= Jimmy McNeece =

American boxer

Jimmy McNeece was a professional American Lightweight boxer from Oakdale, Long Island, New York. As an amateur boxer, McNeece won the 1976 New York Golden Gloves 112 lb. Open Championship. McNeece defeated amateur standout and future professional boxing star Paul Devorce in the finals at Madison Square Garden.

His father, Billy McNeece, was a professional boxer in the 1950s. Additionally, his brother Tom McNeece boxed as a professional in the 1970s and the 1980s.

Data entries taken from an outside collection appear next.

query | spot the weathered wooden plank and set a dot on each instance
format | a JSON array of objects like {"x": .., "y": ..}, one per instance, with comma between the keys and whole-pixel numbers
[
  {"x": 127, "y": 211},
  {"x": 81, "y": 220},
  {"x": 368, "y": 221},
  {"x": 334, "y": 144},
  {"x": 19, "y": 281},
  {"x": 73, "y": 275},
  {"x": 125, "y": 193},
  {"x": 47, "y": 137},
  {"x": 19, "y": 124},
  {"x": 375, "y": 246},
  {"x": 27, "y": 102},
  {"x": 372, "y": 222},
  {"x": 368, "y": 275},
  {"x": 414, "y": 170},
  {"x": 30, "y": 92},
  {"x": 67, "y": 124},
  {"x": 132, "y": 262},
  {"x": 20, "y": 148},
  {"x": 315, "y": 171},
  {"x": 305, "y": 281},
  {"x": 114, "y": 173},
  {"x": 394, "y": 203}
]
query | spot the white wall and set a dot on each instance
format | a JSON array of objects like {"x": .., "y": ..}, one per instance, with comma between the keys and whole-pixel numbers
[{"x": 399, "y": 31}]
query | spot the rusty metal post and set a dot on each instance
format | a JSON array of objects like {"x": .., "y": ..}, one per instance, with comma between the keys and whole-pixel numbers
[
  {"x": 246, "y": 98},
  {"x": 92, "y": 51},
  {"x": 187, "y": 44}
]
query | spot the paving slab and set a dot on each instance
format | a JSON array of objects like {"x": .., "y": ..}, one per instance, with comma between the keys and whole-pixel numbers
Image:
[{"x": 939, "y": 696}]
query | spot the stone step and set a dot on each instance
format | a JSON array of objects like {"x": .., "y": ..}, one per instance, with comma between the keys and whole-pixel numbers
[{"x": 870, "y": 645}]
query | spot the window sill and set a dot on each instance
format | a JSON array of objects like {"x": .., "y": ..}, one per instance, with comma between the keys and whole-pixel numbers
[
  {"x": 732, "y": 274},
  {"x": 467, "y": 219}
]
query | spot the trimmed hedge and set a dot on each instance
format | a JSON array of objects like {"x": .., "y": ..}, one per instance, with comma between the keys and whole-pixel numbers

Jimmy McNeece turned professional boxer on April 27, 1978, at Madison Square Garden and outpointed Melvin Boynton over four rounds. On August 25, 1978, McNeece was defeated by Louis Hubela on points over six rounds at Madison Square Garden.

McNeece boxed on the West Coast in early 1979. On January 26, 1979, McNeece defeated Sergio Nualarte at the San Diego Coliseum. McNeece was defeated at the famed Olympic Auditorium on February 8, 1979, by decision to Danny Patino over six rounds. On July 20, 1980, McNeece outpointed Robert Johnson over four rounds at the Great Gorge Playboy Club in McAfee, New Jersey.

His unofficial professional record was five wins and three losses.